I’m sitting and I’m thinking and so I’m writing. And I feel like I’ve said all this before but I need some sort of in to shed these coils; these imaginary circumstances. Because in my mind’s eye, there is depicted scenes of guns drawn. They fire. They maim. They kill. And when they kill, I am torn down from life; my limbs shaking with the coldness of death. My loved ones in anguish. Myself but a wish through a paradigm, erupting through space. And I snap back to reality. And I cry.
I’m lucky that these are mere visions. These incisions will petrify when I am brought back from my nightmare. I’m lucky. I’m lucky and I don’t believe in luck. A paradox. I believe in The Way. I believe in Truth. I believe in the goddamn American Dream. I believe in Justice. My beliefs have been formed through insight and experience. And I’m fucking right in my beliefs. Because they’re based on Love.
And yet, I do fear you peoples who wish to cause harm to absolutely anyone different than you. Hell, I really do despise your very being; your soul, tainted with the mark of some primal evil.
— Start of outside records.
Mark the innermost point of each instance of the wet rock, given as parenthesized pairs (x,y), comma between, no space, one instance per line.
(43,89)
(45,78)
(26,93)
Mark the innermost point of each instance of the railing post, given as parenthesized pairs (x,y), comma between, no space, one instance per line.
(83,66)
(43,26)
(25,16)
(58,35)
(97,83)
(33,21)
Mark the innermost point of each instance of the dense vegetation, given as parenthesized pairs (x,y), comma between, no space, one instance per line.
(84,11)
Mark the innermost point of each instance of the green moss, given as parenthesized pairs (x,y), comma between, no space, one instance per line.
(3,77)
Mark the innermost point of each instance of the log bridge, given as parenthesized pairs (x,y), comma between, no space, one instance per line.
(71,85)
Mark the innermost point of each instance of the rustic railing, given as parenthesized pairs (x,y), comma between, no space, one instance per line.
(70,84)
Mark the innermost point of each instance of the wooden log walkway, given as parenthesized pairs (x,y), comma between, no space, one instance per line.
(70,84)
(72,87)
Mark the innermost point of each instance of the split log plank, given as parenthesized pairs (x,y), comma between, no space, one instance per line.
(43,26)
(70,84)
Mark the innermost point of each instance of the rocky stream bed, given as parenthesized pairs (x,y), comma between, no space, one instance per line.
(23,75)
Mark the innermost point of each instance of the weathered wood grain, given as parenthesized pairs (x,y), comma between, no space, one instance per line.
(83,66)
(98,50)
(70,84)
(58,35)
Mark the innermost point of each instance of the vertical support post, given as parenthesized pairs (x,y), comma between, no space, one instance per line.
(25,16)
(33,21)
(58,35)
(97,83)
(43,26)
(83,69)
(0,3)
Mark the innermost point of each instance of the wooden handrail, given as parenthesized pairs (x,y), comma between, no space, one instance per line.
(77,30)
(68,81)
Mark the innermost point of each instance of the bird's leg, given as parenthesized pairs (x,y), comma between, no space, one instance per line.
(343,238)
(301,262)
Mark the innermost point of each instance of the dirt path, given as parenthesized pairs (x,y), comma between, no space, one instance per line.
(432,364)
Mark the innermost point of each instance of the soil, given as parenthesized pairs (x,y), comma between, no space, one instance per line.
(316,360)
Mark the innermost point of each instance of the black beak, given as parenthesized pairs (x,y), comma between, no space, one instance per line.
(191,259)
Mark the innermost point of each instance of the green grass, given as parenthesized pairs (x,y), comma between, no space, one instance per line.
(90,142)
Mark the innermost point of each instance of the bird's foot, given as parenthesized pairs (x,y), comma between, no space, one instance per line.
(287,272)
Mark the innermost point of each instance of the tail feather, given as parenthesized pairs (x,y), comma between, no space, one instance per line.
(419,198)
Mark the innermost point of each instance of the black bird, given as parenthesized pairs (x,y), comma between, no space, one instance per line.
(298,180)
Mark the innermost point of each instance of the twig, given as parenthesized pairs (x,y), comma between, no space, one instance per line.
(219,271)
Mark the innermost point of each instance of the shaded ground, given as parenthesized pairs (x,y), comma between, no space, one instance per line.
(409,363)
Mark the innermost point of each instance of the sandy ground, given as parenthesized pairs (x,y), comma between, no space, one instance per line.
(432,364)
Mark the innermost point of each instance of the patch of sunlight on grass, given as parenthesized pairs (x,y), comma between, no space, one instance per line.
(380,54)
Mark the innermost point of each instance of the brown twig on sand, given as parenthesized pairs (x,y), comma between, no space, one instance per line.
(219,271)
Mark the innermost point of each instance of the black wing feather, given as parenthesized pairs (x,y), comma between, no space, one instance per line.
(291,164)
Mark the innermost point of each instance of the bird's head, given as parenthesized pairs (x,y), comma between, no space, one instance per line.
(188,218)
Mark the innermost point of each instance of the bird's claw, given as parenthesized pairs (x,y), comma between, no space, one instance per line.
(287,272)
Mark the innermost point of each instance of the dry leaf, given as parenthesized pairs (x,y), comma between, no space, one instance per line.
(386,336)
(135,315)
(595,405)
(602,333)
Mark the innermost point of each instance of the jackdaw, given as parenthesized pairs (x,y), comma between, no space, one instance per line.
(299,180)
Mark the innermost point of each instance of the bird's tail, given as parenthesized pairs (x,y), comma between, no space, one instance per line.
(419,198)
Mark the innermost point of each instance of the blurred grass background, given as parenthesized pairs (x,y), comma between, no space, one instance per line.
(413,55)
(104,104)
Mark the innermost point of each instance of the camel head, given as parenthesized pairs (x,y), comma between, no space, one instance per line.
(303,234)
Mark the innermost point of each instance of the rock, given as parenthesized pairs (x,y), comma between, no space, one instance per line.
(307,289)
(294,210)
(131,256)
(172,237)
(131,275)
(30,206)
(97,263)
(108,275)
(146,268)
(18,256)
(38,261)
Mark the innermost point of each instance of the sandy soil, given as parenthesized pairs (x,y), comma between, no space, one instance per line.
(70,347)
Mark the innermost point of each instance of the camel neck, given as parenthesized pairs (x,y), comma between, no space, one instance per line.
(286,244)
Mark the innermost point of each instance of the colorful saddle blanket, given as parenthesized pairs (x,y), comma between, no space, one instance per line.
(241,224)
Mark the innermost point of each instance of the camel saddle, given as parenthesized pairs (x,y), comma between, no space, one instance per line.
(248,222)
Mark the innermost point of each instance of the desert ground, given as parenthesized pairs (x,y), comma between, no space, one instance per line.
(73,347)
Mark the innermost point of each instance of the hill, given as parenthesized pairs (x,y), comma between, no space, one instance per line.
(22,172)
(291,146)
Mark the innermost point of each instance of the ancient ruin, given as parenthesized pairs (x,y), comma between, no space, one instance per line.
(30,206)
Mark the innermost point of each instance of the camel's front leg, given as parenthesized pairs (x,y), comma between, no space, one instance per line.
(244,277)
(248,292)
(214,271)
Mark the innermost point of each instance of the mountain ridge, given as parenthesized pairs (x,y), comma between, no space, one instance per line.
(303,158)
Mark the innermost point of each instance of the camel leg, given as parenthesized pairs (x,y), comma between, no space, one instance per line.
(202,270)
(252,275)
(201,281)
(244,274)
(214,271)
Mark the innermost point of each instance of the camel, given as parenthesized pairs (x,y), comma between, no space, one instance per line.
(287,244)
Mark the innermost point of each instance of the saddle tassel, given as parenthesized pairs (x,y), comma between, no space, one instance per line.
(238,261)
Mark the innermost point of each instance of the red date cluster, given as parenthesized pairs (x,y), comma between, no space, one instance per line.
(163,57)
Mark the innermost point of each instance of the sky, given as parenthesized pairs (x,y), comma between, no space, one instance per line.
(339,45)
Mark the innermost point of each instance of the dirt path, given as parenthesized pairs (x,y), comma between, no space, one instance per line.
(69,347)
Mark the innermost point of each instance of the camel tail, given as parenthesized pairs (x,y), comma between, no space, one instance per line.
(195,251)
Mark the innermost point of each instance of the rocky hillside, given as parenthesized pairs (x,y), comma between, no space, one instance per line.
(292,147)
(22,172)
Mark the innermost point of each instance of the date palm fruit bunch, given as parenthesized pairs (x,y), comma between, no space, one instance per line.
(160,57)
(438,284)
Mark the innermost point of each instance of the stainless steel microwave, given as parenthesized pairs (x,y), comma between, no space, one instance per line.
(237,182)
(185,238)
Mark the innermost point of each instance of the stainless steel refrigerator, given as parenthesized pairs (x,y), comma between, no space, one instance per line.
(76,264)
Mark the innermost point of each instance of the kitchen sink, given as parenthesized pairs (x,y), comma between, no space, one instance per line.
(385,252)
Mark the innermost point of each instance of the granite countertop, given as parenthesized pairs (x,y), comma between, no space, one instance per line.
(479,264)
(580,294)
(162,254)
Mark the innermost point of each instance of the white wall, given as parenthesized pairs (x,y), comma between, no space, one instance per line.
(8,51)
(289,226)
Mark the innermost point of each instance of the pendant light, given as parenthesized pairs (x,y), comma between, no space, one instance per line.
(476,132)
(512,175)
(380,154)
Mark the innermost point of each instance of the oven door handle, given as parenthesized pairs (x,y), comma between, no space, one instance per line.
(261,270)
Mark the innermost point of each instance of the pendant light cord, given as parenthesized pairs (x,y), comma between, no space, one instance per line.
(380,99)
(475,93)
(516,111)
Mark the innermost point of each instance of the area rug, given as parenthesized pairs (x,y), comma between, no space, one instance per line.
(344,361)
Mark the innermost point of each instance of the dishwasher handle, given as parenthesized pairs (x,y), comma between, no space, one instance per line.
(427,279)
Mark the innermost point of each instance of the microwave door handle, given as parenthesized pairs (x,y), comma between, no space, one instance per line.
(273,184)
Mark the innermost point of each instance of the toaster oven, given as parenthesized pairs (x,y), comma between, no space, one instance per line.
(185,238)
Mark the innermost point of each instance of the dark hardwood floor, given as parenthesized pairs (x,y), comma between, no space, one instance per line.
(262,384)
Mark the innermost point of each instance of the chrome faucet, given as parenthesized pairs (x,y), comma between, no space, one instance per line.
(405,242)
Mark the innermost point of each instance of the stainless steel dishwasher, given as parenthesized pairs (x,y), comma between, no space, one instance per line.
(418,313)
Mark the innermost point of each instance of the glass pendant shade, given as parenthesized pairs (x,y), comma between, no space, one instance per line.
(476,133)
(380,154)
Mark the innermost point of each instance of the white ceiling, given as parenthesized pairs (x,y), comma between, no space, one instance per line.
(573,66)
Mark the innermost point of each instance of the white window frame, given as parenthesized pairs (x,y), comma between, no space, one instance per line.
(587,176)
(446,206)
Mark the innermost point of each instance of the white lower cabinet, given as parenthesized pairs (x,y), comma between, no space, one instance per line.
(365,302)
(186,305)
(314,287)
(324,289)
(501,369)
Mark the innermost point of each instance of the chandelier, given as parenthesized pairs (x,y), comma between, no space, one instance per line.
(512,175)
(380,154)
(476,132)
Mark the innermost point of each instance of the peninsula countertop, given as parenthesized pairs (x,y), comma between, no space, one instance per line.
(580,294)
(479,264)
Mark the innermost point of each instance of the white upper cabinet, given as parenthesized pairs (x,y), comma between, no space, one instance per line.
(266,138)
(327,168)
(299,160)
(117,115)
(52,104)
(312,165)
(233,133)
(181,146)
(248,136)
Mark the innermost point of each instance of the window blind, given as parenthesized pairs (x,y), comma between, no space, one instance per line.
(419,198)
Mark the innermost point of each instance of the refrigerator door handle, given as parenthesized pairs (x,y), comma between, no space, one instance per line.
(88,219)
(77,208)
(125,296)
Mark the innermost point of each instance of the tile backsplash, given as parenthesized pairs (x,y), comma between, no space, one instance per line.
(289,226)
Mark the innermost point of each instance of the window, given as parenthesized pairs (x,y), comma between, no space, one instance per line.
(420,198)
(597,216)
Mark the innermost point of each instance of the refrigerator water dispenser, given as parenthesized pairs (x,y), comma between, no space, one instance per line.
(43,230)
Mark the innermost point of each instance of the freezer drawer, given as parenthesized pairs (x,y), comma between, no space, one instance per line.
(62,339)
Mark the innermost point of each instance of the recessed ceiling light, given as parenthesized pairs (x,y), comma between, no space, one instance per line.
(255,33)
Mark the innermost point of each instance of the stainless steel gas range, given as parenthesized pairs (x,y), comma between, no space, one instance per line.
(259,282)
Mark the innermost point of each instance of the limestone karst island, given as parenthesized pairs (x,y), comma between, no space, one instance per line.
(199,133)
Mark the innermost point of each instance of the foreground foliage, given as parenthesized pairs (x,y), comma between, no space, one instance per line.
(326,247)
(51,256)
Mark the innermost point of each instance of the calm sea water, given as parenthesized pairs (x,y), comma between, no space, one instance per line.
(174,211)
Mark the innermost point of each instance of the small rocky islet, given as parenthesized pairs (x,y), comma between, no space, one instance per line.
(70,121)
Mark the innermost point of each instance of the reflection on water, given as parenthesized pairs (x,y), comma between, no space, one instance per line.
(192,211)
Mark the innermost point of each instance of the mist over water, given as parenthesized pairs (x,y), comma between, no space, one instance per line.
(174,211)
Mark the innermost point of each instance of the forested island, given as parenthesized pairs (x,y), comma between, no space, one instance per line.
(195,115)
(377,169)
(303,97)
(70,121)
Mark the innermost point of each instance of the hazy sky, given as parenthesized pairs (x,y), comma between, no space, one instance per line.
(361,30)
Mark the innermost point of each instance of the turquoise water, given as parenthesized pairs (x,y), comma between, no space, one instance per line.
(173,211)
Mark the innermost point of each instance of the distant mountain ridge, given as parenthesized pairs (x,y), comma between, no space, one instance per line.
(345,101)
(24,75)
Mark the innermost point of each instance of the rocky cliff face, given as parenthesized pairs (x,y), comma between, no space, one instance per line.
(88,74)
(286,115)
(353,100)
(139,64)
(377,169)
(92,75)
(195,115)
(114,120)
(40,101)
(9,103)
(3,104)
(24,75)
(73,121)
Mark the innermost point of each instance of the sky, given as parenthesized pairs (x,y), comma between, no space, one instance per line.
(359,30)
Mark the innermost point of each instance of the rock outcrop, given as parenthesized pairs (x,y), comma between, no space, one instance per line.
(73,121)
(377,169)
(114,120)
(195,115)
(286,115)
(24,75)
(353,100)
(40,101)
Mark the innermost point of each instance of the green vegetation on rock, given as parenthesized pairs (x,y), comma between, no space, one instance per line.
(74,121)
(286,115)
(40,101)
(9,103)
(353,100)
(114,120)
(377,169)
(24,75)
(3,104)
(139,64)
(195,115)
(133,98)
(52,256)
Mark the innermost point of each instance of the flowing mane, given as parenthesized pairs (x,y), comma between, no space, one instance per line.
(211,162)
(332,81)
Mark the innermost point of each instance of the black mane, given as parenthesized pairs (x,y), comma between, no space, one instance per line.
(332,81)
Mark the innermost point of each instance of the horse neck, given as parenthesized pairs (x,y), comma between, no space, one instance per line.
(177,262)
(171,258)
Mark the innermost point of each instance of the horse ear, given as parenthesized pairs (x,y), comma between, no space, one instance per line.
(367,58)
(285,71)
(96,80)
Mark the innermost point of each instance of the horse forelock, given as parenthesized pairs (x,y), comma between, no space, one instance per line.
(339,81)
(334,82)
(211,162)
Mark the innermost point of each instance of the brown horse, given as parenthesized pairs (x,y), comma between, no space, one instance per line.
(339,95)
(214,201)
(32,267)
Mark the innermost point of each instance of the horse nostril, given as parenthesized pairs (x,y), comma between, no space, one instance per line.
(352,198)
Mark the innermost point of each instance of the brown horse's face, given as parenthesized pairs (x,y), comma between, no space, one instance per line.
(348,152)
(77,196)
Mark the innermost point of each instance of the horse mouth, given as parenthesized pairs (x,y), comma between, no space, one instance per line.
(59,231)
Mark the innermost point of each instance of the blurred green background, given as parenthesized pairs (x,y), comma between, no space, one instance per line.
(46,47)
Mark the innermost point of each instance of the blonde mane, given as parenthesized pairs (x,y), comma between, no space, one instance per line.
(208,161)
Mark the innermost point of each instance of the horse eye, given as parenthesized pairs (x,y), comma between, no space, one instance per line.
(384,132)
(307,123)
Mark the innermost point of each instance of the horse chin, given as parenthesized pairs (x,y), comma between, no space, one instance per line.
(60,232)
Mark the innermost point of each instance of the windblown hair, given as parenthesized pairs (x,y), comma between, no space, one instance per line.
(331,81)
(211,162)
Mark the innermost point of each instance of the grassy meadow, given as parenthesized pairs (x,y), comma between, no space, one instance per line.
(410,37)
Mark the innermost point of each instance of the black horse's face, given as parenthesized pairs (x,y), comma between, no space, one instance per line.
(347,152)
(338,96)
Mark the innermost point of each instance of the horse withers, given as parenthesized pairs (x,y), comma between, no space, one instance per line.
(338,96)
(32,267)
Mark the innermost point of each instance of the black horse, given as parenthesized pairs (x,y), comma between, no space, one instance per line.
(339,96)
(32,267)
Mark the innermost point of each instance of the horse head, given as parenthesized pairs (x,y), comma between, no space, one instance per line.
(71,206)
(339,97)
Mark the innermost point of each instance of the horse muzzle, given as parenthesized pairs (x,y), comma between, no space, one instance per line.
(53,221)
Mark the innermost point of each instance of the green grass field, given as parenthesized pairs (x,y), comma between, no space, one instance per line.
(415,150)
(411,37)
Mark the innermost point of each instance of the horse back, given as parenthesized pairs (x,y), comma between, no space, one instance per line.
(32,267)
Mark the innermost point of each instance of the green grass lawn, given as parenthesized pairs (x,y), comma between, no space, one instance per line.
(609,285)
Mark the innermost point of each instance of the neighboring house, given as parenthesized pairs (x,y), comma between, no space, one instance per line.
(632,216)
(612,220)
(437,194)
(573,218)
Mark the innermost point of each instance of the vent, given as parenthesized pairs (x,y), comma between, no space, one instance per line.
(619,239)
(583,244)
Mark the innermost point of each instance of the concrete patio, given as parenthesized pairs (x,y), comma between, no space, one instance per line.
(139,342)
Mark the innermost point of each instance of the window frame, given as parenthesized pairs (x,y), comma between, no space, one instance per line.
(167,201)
In a sense, it seems to boil down to perception. Yours and Ours. And I believe so many of your perceptions are severely lacking. I believe you’re dead wrong about so much. I believe your wish for everyone to have a gun – but not Them, of course – is juvenile; asinine. Disgusting. You disgust me with your hypocrisy in all things Holy or profane. Your love of the bloodletting, your thirst for some visceral, maniacal, cold-blooded firestorm. You are the oppressor. You are the problem.
But I don’t wish you dead. And I wouldn’t ever. Because no one should be able to make such a decision. So what? We’re all responsible for what we have created. Fuck! What You have created, you monsters! You beasts!
When it’s You, it is my nightmare. And I can’t always tell the difference between the feelings in my own reality and that of these hallucinations. And so I stare at the news and all your beliefs. And weep.